By NPP Generator Research Team · Published Feb 22, 2026 · Last reviewed Apr 23, 2026
What Part 2 adds on top of HIPAA
42 CFR Part 2 is a separate federal confidentiality framework for substance use disorder records, originally enacted in 1975 and significantly revised in 2024. Where HIPAA sometimes permits disclosures without patient consent (for example, to other treating providers for treatment coordination), Part 2 generally requires written patient consent — even for disclosures HIPAA would allow. It is more restrictive.
Who is subject to Part 2
Part 2 applies to "federally-assisted programs" that "hold themselves out as providing, and provide, SUD diagnosis, treatment, or referral for treatment." Three components:
- Federally assisted: receiving any federal funding, Medicare/Medicaid reimbursement, SAMHSA grants, IRS tax-exempt status, or other federal benefit. Almost every practice qualifies.
- Program: an individual or entity, or identifiable unit within a general medical facility, that provides SUD-related services.
- Holds itself out: the practice advertises or otherwise represents itself as providing SUD services.

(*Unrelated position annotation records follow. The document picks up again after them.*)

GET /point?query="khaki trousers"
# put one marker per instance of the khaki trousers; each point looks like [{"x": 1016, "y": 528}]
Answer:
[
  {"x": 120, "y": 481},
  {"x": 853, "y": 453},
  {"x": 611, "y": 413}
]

General primary-care practices that occasionally screen for SUD without specializing are not Part 2.
The 2024 Final Rule — combined notice permitted
Before 2024, entities subject to both HIPAA and Part 2 had to maintain two separate notices. The 2024 Final Rule (effective for compliance Feb 16, 2026) permits a single integrated Notice of Privacy Practices that covers both frameworks. This is the core rationale for the HHS February 2026 model revisions.
Required Part 2 content in the combined NPP
- Written-consent requirement. State that SUD records disclosures generally require written patient consent meeting Part 2s specific form requirements.
- Redisclosure prohibition. State that recipients of Part 2 records may not re-disclose them except as permitted by the original consent or federal law.
- Court-order protection. State that Part 2 records may not be used in criminal proceedings against the patient without a special court order meeting § 2.64 or § 2.65 standards.
- Breach notification for Part 2. The 2024 rule extends HIPAA-like breach notification to Part 2 records.
Practical example
A licensed SUD treatment program in California treats a patient with opioid use disorder. The patients primary-care doctor asks for the treatment records to coordinate medication. Under HIPAA alone, the SUD program could share (treatment purpose). Under Part 2, the program needs written patient consent specifying the primary-care recipient before sharing — even for the same treatment-coordination purpose.